A high-pressure ridge and breezy offshore winds from the north will bring warm, sunny weather to Southern California before cooling off again next week, forecasters said.
Temperatures on Saturday could reach the upper 70s, but the really toasty weather will come Sunday, with highs in the mid-80s for downtown Los Angeles, according to the National Weather Service.
Long Beach could reach 84 degrees Sunday, while highs for Santa Barbara and Ventura could hit 81 and 80, respectively.
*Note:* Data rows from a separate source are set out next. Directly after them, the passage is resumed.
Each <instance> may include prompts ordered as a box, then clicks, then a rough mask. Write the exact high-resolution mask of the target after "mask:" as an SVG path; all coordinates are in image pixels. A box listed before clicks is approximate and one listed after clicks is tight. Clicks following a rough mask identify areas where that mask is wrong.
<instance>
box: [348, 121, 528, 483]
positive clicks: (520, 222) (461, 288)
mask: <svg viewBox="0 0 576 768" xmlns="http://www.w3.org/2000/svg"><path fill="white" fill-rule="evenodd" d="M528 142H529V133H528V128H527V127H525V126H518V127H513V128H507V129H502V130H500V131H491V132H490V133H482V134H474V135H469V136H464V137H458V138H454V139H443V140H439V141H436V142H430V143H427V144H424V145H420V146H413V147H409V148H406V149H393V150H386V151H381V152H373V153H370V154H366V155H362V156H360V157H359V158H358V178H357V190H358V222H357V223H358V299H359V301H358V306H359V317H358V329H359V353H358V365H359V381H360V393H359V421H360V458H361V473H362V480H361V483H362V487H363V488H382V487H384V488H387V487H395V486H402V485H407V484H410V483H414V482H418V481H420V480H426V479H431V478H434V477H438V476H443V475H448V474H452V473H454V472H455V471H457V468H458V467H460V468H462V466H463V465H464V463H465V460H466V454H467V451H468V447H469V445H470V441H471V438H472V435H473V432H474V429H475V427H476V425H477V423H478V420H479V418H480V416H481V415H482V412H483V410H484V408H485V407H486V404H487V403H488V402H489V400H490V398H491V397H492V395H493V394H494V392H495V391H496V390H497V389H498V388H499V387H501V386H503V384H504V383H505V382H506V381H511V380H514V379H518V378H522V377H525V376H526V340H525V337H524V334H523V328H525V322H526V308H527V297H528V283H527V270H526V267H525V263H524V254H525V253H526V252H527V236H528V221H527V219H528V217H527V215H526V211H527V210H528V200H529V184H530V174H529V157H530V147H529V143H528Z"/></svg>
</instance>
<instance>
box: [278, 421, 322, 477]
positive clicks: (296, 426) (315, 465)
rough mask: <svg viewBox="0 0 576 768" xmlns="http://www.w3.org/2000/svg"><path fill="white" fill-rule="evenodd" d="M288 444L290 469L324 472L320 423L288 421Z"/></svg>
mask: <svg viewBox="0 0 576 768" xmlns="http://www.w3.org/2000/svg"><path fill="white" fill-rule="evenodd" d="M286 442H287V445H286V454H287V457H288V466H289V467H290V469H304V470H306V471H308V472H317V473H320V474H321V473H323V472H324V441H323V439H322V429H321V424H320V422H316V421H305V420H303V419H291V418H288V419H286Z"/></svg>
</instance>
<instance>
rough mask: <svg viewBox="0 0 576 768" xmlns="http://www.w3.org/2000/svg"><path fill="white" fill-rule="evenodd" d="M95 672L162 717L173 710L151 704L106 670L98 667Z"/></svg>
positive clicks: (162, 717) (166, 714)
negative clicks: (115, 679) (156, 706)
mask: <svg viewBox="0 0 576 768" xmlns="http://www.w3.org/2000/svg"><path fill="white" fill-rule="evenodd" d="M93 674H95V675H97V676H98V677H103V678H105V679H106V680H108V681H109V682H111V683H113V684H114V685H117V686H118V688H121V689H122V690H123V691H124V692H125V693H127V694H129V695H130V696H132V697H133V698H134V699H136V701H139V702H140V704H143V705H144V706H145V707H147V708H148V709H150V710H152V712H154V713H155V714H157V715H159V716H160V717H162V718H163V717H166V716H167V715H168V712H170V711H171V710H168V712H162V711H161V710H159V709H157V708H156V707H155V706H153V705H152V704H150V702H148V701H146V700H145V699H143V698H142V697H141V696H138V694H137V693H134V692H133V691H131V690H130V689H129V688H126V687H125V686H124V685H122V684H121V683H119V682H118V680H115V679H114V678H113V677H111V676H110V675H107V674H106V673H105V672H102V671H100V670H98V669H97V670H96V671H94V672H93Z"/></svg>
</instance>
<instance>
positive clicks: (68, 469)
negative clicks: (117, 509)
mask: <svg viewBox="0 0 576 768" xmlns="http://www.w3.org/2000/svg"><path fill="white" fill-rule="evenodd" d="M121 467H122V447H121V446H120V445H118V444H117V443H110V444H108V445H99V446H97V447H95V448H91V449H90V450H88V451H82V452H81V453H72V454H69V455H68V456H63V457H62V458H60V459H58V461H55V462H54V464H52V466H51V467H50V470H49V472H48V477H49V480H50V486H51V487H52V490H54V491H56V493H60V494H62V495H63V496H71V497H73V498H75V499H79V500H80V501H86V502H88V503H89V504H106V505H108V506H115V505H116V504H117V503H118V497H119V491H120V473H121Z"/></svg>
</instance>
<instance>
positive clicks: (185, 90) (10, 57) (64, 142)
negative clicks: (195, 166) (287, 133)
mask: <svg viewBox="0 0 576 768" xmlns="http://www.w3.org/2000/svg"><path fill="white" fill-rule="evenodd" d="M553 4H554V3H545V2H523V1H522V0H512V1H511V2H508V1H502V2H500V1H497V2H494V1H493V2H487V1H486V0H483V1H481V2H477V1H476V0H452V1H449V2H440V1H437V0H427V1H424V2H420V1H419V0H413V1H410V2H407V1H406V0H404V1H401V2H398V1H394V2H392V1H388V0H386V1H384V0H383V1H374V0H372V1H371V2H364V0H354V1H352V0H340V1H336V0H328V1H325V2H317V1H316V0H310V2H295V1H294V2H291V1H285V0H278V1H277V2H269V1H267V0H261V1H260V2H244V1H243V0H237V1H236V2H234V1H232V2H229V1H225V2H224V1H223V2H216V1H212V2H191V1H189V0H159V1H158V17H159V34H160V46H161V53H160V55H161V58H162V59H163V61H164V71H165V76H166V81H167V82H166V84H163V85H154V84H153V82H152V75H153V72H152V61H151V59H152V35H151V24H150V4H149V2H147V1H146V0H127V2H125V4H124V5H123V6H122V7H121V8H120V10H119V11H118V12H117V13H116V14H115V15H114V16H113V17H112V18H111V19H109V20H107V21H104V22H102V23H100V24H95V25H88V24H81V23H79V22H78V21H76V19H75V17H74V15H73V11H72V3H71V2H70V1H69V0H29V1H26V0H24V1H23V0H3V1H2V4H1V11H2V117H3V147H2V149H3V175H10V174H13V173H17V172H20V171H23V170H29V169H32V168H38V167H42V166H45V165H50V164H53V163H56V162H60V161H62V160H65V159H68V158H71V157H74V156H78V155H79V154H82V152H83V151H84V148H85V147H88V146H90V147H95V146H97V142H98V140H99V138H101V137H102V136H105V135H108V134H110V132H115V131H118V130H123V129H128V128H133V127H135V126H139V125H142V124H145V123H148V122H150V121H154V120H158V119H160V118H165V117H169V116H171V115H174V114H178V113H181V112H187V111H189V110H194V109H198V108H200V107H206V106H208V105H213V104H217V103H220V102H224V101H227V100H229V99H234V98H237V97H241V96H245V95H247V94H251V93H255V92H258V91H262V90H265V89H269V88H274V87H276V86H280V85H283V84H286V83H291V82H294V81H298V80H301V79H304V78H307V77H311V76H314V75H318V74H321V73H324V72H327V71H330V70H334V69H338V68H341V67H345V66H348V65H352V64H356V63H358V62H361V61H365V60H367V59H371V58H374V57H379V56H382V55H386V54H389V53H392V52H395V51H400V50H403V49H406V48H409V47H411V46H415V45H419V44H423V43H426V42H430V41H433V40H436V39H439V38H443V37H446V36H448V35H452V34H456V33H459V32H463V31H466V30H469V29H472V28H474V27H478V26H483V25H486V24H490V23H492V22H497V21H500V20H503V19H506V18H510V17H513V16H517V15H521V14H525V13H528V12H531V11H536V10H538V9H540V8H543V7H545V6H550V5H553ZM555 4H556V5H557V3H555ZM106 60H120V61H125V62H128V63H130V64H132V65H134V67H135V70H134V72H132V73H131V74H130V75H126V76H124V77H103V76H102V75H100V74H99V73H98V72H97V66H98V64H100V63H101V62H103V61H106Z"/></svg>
The beach at Malibu is expected to be slightly cooler, but still around 78 degrees.
“Right now is kind of the time period when we start shifting over into getting less rain,” said meteorologist Lisa Phillips with the National Weather Service in Oxnard. “High pressure building into the region is going to dominate the area.”
Southern California has had a somewhat cool year so far.
The high for January in downtown L.A. was 78 degrees, while the warmest temperature in February was 69 degrees, Phillips said.
In fact, for the first time since forecasters began recording data — at least 142 years — the mercury did not reach 70 degrees in downtown Los Angeles for the entire month of February.
But in a wild temperature swing, downtown L.A. recorded a high of 85 degrees two weekends ago, on March 17.
Winds blowing in from the north are expected to raise temperatures in the Santa Ynez Mountains in Santa Barbara County. A wind advisory covering Thursday night into Friday morning was issued for the canyons and passes in that area. It’s possible new advisories will be issued over the weekend, according to the weather service.
Winds in Los Angeles are expected to reach 15 mph Saturday, moving up to 25 mph Sunday.
The northerly gusts could affect the Grapevine stretch of the 5 Freeway and the Santa Clarita Valley, forecasters said, but winds should be below speeds that trigger an advisory.